You feel a rare bout of confidence about a scene you wrote. There’s character development, a big reveal, emotional scene work, and you’re consistently showing not telling. You send it to a friend or family member to check out, excitedly pinned to your phone waiting to hear about how much they love it. They don’t call or text for longer than you anticipate, you start to worry. Finally, the phone rings and it’s not what you expect. They liked it, but they felt ‘weirdly disconnected’ from what was happening. They couldn’t see the room, they couldn’t see your character’s expressions, and they couldn’t see the surrounding people or objects. This is because you made a very common writing mistake: you forgot about your setting.
The ‘mood’ of the scene is what you want your reader to feel throughout the exchange. Picture a scene where two characters are having dinner out at a nice restaurant. When you think of this scene initially you think it’s romantic, right? Well, what if they’re on the run and one of the characters has a gun held to the other beneath the table? What if they’re dating, but one character is about to break up with the other one?
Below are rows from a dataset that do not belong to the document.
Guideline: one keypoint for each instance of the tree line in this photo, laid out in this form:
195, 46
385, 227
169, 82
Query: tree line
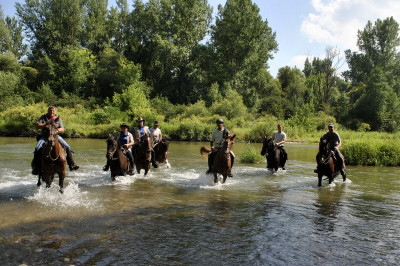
172, 57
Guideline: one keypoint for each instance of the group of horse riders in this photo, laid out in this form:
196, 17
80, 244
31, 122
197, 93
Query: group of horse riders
130, 142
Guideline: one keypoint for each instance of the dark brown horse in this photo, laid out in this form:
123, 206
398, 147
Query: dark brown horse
222, 162
119, 163
142, 156
326, 163
273, 154
160, 152
53, 158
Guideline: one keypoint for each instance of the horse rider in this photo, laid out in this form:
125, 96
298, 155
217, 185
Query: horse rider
156, 137
279, 139
138, 134
41, 124
216, 142
333, 138
125, 139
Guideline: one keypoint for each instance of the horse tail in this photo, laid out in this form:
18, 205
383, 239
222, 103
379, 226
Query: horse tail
204, 150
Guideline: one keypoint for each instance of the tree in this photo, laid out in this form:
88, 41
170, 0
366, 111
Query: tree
374, 75
165, 34
292, 81
243, 43
50, 25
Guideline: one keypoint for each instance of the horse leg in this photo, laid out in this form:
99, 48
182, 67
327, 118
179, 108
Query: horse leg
39, 180
224, 178
61, 176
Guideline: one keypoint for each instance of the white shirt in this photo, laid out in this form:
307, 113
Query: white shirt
156, 134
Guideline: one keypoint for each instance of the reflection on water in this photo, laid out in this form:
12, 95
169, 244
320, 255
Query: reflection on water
178, 216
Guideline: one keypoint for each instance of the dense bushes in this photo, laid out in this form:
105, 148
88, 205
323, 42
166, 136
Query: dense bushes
367, 153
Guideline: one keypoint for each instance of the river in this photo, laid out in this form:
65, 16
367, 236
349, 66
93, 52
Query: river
177, 216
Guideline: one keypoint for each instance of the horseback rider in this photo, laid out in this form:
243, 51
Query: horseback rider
333, 138
216, 142
45, 119
279, 138
138, 133
125, 139
156, 137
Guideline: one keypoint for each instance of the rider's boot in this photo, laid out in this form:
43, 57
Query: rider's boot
232, 162
71, 163
107, 166
36, 163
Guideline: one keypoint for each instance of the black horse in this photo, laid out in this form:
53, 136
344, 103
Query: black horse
326, 163
275, 157
161, 152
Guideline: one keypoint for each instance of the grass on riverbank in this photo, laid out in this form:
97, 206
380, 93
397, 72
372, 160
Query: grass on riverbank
359, 148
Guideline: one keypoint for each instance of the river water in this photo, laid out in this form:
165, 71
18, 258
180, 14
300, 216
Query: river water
178, 216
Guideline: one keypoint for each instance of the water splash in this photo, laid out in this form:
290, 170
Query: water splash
71, 198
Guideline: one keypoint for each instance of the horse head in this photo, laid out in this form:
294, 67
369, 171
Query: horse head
268, 145
324, 150
50, 132
229, 141
112, 146
144, 148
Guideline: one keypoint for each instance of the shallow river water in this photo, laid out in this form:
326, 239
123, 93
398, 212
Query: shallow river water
178, 216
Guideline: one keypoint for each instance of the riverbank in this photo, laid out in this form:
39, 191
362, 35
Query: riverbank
359, 148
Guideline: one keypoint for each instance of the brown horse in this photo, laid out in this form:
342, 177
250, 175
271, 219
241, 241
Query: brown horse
160, 152
222, 162
326, 163
142, 156
119, 163
273, 154
53, 158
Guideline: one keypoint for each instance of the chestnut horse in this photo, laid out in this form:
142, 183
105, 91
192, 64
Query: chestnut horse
273, 154
119, 163
53, 158
326, 163
160, 152
142, 156
222, 162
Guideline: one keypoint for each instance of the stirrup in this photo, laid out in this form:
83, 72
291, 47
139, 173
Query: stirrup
73, 167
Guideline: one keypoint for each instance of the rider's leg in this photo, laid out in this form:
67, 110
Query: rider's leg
70, 160
316, 159
232, 162
210, 162
107, 166
130, 157
36, 157
283, 150
153, 159
340, 161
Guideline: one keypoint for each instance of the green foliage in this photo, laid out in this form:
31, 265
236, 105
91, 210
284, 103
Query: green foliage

What if one character is the other’s estranged father and they’re meeting for the first time? Each of these scenarios involves completely different moods and should evoke various feelings from the reader.
The ‘atmosphere’ is the specific detail of a setting that allows the correct mood to be felt by the reader. So, for example, let’s say the dinner we mentioned earlier was romantic. You would then mention how the candlelight casts perfect shadows on the partner’s face, perhaps an old couple next to them gazes at each other lovingly, the intoxicating mix between the smell of fresh bread and the rose on the table. All of these sensory descriptors tell the reader that this scene will be romantic. Whereas if the characters were about to break up, you could describe how the partner is fidgeting in his seat, how an overly sweet smell is making the protagonist slightly nauseous, how there’s an old man sitting alone with a severe expression one table over. This alerts the reader of the more somber mood that this scene will take on.
The setting of the scene involves the combination of the mood, atmosphere, and more specific information. What restaurant is this? In which time period is the story taking place? Where geographically is the story taking place? This sort of additional information should be sprinkled into the scene, especially if it hasn’t already been established in your story at large. However, be cautious not to go too deeply into these details and lose the pacing of your scene. Space out these details between bits of dialogue and more immediate scene work.
4) Point of View
Part of what dictates the setting of the story is the point of view from which the story is told. Your novel may be told just from your protagonist’s perspective or you could have multiple characters in which the story focuses on. You could also vary the psychic distance in your story or have a distant or close third person vs. a first-person perspective. Regardless of the POV you choose in your story, the atmosphere of the story should be influenced by your protagonist, or whoever’s POV is the focus of the scene. This could mean it is influenced by either their mood, their observations, or what will be happening to them during the scene. So, for example, if your character has just experienced something tragic in their life all of the things they observe, taste, smell, or feel will have a melancholic feeling to them.
Another aspect that can influence the setting of a scene is the genre in which the scene takes place. A midnight stroll in the woods is going to feel very different in a romance novel vs. a horror novel. In the romance novel, there would be a full moon illuminating the wooded area, an owl hooting, and a cute frog leaping across the path, and fireflies would be dancing all around. In a horror novel, your protagonist can scarcely see a thing, they’d hear a distant howl, they’d smell something that they can’t place but it gave them a metallic taste in their mouth. And in a fantasy book, there would be an array of fantastical creatures and a mystical fog coating the forest floor. Think about the genre you’re working with when you’re deciding on the mood for your setting. Then use adjectives that evoke those emotive responses from your readers.